Un roman très noir de Thierry Jonquet
Les nouveaux fascistes
Des juifs persécutés, des lycéens lynchés, des jeunes filles brûlées : un polar terrifiant aux portes de Paris
Rares sont les romanciers français qui se confrontent aux problèmes sociaux les plus brûlants. Houellebecq, François Bon, quelques autres. Ce terrain quasi à l'abandon, un genre populaire comme le policier l'occupe. Le roman de Thierry Jonquet, « Ils sont votre épouvante et vous êtes leur crainte », s'attaque frontalement au problème des banlieues. C'est un livre terrifiant.
Il se déroule dans un collège « difficile » d'une cité de la périphérie nord-est de Paris, pendant les émeutes de l'automne 2005. Une jeune femme, d'origine juive, plutôt à gauche, bref, une enseignante ordinaire, y obtient sa première affectation. Elle découvre la misère noire des écoles de banlieue, l'impossibilité de faire cours, les adolescents à l'abandon, l'analphabétisme, les ravages de la sous-culture diffusée par la télévision et les magazines people. Elle découvre la terreur quotidienne, et aussi la compassion.
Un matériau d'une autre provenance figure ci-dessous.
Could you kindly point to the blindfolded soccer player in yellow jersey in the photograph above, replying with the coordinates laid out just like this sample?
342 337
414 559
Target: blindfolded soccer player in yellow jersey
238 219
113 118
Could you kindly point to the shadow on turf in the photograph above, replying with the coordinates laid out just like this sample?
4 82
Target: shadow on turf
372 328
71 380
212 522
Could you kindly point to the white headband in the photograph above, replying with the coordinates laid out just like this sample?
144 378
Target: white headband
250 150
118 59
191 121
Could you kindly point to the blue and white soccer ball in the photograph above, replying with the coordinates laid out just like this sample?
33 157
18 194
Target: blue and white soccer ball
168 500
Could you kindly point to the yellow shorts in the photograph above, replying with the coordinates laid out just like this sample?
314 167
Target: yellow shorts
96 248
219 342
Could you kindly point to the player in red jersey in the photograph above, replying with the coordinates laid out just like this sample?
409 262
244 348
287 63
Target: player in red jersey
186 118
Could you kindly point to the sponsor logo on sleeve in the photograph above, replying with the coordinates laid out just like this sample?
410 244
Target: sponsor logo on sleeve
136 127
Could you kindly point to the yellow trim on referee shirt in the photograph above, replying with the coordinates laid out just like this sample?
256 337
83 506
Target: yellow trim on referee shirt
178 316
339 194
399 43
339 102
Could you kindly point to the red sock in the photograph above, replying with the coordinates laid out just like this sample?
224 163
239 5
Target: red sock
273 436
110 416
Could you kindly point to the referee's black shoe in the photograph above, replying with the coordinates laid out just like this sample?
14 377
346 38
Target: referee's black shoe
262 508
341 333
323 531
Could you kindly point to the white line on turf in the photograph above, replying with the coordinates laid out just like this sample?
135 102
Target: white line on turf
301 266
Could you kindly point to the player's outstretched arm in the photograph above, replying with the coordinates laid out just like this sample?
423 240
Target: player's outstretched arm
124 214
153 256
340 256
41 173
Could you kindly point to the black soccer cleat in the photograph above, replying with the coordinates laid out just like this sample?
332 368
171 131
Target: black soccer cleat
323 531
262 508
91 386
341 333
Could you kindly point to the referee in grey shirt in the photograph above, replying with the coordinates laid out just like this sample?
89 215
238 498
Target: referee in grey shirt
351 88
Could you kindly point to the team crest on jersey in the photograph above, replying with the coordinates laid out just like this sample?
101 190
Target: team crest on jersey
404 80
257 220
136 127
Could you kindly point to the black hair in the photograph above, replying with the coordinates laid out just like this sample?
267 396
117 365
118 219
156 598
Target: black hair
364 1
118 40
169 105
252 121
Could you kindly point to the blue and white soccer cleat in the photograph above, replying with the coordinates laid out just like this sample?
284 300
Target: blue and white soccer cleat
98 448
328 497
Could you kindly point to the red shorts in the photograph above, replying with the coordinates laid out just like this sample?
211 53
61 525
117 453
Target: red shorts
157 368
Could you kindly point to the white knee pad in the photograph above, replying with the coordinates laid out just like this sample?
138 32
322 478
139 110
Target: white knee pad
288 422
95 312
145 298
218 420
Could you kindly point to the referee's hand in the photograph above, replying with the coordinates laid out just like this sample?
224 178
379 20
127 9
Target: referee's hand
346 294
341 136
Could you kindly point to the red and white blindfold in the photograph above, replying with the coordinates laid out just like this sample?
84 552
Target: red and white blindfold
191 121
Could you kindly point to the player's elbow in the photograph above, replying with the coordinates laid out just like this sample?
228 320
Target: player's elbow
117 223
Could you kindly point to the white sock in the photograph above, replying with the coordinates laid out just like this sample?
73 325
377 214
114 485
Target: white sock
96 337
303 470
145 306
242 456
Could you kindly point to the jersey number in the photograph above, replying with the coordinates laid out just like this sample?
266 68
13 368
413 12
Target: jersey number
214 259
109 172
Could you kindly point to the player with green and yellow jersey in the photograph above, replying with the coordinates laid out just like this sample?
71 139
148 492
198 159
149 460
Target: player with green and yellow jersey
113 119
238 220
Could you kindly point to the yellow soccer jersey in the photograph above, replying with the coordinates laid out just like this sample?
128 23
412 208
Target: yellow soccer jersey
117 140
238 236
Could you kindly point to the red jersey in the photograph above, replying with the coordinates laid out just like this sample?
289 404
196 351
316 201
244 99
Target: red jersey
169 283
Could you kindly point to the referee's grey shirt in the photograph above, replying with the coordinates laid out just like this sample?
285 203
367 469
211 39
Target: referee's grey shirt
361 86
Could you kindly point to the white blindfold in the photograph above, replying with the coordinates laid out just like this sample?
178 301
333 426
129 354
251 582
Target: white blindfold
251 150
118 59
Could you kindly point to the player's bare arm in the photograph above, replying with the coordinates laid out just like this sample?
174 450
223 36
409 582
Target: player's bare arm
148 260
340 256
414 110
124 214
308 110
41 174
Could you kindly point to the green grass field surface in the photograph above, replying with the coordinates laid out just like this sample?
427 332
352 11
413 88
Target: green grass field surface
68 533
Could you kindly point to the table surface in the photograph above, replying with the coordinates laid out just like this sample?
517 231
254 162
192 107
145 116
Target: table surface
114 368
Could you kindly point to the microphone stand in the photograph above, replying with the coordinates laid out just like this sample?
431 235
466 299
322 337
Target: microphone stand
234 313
Elle découvre l'agonie des banlieues rouges, devenues des enclaves dans lesquelles la loi islamique se substitue à la loi républicaine, les petits truands locaux se partageant le territoire, l'antisémitisme banalisé, l'oppression des femmes. Elle découvre les habitants des cités humiliés, insultés, soumis à la tyrannie de quelques « jeunes ». Contre tout cela, un système éducatif en ruines ne peut plus rien, ou presque rien.
Au moment où l'on menace de mort un professeur qui critique l'islam, Thierry Jonquet prend des risques. Le moindre étant de se faire traiter de raciste ou de réactionnaire par les professionnels du prêt-à-penser, par ceux qui préfèrent l'idéologie à la réalité. Ils auront leur responsabilité dans les désastres à venir. Jonquet montre, sans manichéisme, la naissance d'un nouveau fascisme. Car il ne faut pas s'y tromper : c'est bien un fascisme, sous une forme inédite, qui se fabrique dans nos banlieues. Un fascisme sauce islamiste. Certes, ce fascisme-là diffère de l'ancien dans la mesure où il recrute dans les populations issues de l'immigration. Mais tous deux ont en commun la barbarie, la politique de la terreur, la haine des femmes et des minorités sexuelles, la haine de la science, la haine de la République et de la démocratie, le racisme, l'antisémitisme, le négationnisme. L'un passe à l'autre les « Protocoles des sages de Sion ».
Les tyrans recrutent classiquement leurs hommes de main chez les déclassés et les petits truands. Avec des victimes, ils fabriquent des machines à faire des victimes. Jonquet cite à propos un texte de Marx condamnant à l'échec les révolutionnaires qui s'appuieront sur la «racaille du lumpenproletariat». C'est notre lumpenproletariat qui persécute les juifs, lynche les lycéens, brûle les jeunes filles, lapide les pompiers, chasse les médecins et incendie les écoles. Il faut souhaiter que les SA de demain ne soient pas déjà nés dans nos banlieues. Jonquet nous montre notre cauchemar. Il est là, il est en train de devenir notre monde.